Solid organ transplant rejection is a major etiological factor of graft dysfunction, hospitalisation, and death. Invasive biopsy is still considered the gold standard method of monitoring rejection; however, besides the need for hospitalisation, common concerns are its complications and the high interobserver variability. Thus, noninvasive methods for monitoring allograft injury are of paramount importance. Donor-derived cell-free DNA (dd-cfDNA) characterizes graft injury, and it can be isolated from the recipient’s sera. Elevated dd-cfDNA levels precede the diagnosis of rejection on biopsy and possess high negative predictive value. We aimed to analyze the role of dd-cfDNA testing after solid organ (kidney, liver, heart, lung, and pancreas) transplantation and to present the first Hungarian results with the dd-cfDNA-based routine heart allograft rejection surveillance programme. Since October 2022, dd-cfDNA testing has been performed on 264 occasions in 46 heart transplant recipients. The amount of dd-cfDNA is measured relative to the total amount of cell-free DNA derived from a plasma sample. A dd-cfDNA level of ≥0.20% indicates injury, while severe injury threshold is at ≥0.35%. 80% of dd-cfDNA data points were below the injury threshold. Meanwhile, elevated dd-cfDNA values indicated 20 for-cause endomyocardial biopsies (EMB). Six heart allograft rejection episodes were diagnosed.
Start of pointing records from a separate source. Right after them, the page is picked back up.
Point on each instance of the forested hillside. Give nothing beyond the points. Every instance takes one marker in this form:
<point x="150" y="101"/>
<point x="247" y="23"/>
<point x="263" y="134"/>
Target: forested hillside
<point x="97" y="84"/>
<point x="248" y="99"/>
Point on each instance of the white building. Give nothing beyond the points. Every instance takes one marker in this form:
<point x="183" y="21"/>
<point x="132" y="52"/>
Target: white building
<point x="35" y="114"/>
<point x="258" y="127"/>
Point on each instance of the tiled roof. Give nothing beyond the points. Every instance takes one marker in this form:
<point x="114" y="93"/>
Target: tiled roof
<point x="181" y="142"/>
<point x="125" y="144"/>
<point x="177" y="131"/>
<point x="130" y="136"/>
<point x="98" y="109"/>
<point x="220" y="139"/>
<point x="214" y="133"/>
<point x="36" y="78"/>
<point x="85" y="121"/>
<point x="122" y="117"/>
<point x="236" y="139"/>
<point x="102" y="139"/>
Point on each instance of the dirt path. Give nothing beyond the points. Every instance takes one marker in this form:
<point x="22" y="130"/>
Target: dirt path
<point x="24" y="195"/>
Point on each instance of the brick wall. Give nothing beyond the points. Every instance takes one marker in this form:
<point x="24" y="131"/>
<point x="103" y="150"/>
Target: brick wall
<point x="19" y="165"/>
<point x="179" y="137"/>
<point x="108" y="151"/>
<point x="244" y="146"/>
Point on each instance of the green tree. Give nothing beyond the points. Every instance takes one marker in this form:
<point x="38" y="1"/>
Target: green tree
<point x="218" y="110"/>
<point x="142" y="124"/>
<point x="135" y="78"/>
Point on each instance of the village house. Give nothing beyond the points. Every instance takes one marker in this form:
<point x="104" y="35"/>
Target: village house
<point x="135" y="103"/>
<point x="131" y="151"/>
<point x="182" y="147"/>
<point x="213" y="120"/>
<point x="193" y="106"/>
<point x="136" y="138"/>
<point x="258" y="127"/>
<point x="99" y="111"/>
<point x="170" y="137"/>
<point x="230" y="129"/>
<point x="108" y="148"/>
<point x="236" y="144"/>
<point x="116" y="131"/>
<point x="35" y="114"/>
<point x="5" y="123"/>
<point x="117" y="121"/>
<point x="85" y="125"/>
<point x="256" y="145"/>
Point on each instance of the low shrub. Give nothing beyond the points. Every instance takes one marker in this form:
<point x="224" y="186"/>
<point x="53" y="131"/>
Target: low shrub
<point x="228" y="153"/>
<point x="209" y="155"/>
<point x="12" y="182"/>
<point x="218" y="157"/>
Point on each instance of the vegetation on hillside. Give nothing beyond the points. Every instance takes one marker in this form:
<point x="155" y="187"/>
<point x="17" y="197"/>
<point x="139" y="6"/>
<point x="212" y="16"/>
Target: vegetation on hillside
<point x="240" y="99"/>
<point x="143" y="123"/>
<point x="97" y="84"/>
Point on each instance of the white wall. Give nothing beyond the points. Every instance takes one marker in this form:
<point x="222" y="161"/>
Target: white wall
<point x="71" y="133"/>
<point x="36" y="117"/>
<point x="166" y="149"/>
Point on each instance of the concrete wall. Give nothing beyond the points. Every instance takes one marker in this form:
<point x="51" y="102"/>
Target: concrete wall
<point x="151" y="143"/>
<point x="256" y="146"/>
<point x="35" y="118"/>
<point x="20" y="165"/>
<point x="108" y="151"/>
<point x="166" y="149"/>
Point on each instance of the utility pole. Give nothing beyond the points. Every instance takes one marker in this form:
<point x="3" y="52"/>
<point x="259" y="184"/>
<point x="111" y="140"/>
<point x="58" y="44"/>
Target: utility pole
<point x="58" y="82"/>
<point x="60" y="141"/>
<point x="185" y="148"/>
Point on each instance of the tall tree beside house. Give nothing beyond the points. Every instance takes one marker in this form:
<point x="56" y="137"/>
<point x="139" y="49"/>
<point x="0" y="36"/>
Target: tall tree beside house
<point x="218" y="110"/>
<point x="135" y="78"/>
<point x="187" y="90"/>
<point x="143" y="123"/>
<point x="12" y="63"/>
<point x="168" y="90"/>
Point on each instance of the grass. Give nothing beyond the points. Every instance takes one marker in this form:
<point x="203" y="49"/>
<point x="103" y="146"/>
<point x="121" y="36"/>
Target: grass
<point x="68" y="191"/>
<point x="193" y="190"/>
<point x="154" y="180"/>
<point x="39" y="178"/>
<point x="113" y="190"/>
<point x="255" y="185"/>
Based on the dd-cfDNA levels, 232 EMBs, i.e., 88% of routine surveillance biopsies that would have otherwise been performed over 16 months were safely avoided. Since it has the potential to detect early signs of graft injury, it opens the door to earlier and more personalized titration of immunosuppressive therapy, thus avoiding its toxicities, more severe allograft rejection, and irreversible graft dysfunction. Orv Hetil. 2024; 165(33): 1275–1285.